La vergogna e il silenzio
«Io quella notte sono andata a casa piangendo – ricorda ancora l’anestesista -. Provavo un gran senso di vergogna nel lavorare con persone che per me tradivano anche il senso dell’essere medici. Due giorni dopo, intorno a me c’era solo silenzio. Immaginavo mi mandassero via. Due settimane dopo mi hanno convocato in direzione. Mi hanno detto che ero un’incapace e che mi trasferivano di reparto. Ho risposto che non ero nata ieri e che sapevo bene che era per via di quello che era successo, della trasfusione. Mi hanno detto di no, che non era per quello».
La ricerca di giustizia
Il momento era delicato: «Mi dovevo sposare dopo un mese e mezzo. Perdere il lavoro in quel momento era terribile. Ma sentivo che non potevo rimanere lì. Ho scelto di andarmene, anche se la responsabile dell’anestesia non voleva. Nel giro di poco tempo per fortuna, ho trovato un posto a Torino e ora sono serena». Quello che è successo, però, a suo avviso rimane «gravissimo.
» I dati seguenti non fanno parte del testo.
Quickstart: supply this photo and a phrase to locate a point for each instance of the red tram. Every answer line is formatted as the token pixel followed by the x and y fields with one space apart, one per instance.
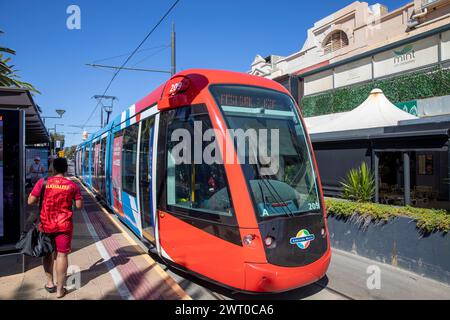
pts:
pixel 236 222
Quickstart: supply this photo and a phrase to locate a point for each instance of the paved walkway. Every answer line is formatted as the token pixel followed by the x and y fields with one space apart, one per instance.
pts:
pixel 106 263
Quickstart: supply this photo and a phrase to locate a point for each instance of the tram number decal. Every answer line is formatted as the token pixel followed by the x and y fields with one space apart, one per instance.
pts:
pixel 313 206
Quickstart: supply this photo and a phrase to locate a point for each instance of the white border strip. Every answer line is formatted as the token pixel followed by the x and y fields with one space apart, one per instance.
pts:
pixel 154 165
pixel 115 274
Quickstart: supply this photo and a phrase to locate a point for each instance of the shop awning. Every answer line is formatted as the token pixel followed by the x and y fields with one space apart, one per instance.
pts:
pixel 14 99
pixel 376 112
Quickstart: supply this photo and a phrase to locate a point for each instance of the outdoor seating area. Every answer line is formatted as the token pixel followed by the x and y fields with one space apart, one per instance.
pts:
pixel 421 196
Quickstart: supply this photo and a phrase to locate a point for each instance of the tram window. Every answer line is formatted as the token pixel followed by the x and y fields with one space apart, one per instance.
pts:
pixel 145 171
pixel 195 187
pixel 86 161
pixel 101 167
pixel 290 186
pixel 129 158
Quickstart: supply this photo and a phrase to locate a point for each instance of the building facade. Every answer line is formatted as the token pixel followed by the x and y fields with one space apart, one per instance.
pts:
pixel 406 53
pixel 364 45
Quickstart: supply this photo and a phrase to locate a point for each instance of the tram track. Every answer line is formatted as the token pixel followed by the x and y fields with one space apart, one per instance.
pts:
pixel 202 288
pixel 333 291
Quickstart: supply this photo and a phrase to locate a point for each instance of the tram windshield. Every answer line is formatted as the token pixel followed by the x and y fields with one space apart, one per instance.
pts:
pixel 272 149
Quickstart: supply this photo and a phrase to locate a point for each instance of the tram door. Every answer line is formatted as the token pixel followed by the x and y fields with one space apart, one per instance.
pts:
pixel 145 178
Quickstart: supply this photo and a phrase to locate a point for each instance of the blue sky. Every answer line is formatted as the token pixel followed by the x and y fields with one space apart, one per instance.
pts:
pixel 210 34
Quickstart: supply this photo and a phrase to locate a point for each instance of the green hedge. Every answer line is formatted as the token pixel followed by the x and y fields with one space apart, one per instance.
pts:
pixel 408 87
pixel 428 220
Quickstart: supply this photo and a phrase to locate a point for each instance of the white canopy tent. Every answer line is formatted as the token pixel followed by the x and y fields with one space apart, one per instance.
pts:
pixel 377 111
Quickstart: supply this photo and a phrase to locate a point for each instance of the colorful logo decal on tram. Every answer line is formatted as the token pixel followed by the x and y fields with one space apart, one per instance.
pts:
pixel 303 239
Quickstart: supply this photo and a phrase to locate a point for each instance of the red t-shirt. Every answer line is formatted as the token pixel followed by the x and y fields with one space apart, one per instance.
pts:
pixel 56 213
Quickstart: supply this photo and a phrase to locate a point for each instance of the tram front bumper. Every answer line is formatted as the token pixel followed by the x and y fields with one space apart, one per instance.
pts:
pixel 264 277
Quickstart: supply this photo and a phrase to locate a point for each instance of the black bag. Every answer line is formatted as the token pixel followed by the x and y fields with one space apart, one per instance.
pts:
pixel 35 243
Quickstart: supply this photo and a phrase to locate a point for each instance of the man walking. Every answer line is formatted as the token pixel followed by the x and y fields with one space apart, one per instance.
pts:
pixel 56 220
pixel 36 170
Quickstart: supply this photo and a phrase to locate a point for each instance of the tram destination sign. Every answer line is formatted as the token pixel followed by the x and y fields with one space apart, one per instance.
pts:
pixel 248 97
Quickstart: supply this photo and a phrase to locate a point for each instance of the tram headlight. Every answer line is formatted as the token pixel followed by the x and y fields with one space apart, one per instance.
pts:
pixel 248 239
pixel 270 242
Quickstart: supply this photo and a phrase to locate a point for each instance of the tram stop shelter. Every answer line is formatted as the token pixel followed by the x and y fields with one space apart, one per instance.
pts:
pixel 409 156
pixel 21 126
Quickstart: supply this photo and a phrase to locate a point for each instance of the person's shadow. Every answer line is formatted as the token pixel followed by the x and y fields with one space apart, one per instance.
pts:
pixel 122 256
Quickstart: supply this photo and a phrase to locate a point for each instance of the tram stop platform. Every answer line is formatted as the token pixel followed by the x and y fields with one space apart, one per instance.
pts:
pixel 105 263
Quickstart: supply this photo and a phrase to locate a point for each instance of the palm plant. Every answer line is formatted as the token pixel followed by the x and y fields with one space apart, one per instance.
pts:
pixel 359 184
pixel 8 73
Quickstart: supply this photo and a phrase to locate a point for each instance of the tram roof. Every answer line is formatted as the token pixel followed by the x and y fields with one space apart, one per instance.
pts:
pixel 202 78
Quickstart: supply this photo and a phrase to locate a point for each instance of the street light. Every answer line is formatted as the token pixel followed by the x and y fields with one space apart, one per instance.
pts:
pixel 60 113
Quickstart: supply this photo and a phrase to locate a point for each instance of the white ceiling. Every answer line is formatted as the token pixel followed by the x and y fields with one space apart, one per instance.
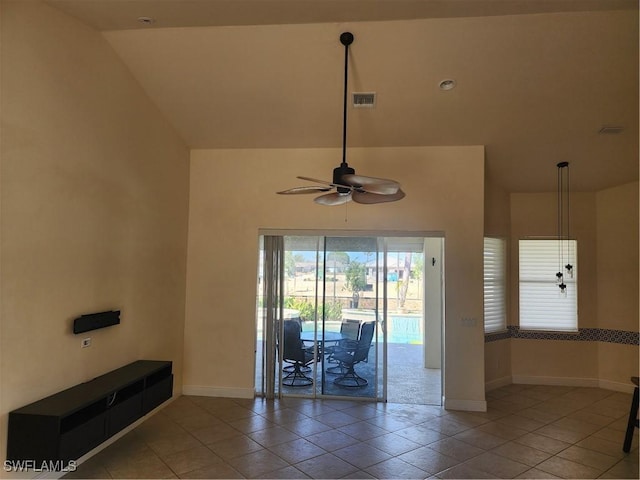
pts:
pixel 536 79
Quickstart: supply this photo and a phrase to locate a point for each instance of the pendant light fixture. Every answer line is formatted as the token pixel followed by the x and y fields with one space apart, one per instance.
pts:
pixel 564 270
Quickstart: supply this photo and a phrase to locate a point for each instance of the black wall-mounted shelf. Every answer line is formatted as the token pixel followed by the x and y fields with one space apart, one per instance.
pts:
pixel 67 425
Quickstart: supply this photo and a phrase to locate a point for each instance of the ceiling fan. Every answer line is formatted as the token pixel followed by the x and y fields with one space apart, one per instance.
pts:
pixel 345 185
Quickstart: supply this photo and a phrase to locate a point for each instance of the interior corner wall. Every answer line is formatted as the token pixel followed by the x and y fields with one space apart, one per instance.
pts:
pixel 617 240
pixel 232 196
pixel 94 210
pixel 497 223
pixel 546 361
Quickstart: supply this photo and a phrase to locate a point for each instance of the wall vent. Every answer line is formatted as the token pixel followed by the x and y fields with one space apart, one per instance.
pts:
pixel 610 130
pixel 364 100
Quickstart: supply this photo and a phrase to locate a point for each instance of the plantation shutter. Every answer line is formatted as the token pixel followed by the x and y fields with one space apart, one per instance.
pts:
pixel 495 319
pixel 542 305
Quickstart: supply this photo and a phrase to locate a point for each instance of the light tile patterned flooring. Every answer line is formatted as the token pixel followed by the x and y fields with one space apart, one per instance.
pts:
pixel 527 432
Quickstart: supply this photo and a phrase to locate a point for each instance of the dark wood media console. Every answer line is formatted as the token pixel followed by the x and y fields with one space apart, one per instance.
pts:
pixel 67 425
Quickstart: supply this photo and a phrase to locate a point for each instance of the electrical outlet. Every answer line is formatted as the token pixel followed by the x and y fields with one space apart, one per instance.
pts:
pixel 469 322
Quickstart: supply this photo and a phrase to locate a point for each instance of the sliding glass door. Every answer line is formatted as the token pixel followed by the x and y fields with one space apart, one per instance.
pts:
pixel 328 305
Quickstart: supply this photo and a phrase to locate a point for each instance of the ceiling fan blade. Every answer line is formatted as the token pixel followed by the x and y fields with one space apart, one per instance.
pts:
pixel 301 190
pixel 333 199
pixel 315 180
pixel 381 186
pixel 371 198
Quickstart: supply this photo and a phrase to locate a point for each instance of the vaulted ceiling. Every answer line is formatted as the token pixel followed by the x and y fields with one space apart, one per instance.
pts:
pixel 535 79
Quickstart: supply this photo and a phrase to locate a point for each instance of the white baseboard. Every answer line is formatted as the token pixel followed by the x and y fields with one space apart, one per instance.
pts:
pixel 559 381
pixel 616 386
pixel 465 405
pixel 228 392
pixel 497 383
pixel 572 382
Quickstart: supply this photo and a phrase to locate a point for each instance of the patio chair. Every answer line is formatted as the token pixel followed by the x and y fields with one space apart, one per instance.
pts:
pixel 349 329
pixel 295 353
pixel 349 358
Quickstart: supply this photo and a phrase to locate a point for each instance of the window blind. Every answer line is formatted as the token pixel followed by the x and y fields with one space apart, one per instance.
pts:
pixel 495 318
pixel 542 305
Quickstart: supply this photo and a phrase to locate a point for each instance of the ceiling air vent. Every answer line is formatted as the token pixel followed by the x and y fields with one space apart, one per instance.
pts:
pixel 364 100
pixel 610 130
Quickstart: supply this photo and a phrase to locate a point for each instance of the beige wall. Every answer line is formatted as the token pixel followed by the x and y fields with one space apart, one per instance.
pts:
pixel 617 234
pixel 606 227
pixel 233 195
pixel 94 197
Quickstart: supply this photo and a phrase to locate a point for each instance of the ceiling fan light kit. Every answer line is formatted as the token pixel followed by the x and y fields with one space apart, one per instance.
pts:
pixel 347 185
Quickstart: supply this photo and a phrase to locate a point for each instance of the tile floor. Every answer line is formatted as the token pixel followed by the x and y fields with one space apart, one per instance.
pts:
pixel 527 432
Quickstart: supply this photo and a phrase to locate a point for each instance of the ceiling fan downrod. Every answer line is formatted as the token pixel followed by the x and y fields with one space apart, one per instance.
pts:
pixel 346 39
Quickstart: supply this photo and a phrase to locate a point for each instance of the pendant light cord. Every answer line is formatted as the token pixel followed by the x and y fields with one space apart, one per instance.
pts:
pixel 344 104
Io non volevo far finire nessuno nei guai, e non ho denunciato io. Ho pensato: se qualcuno mi chiederà cosa è successo, racconterò la verità. E così ho fatto, quando mi hanno chiamato i carabinieri. Mi guardo allo specchio e non ho niente da nascondere. Quando ho scelto medicina, ho scelto di aiutare gli altri. Non ho fatto nulla di eccezionale, ma è molto triste. E spero che venga fatta giustizia».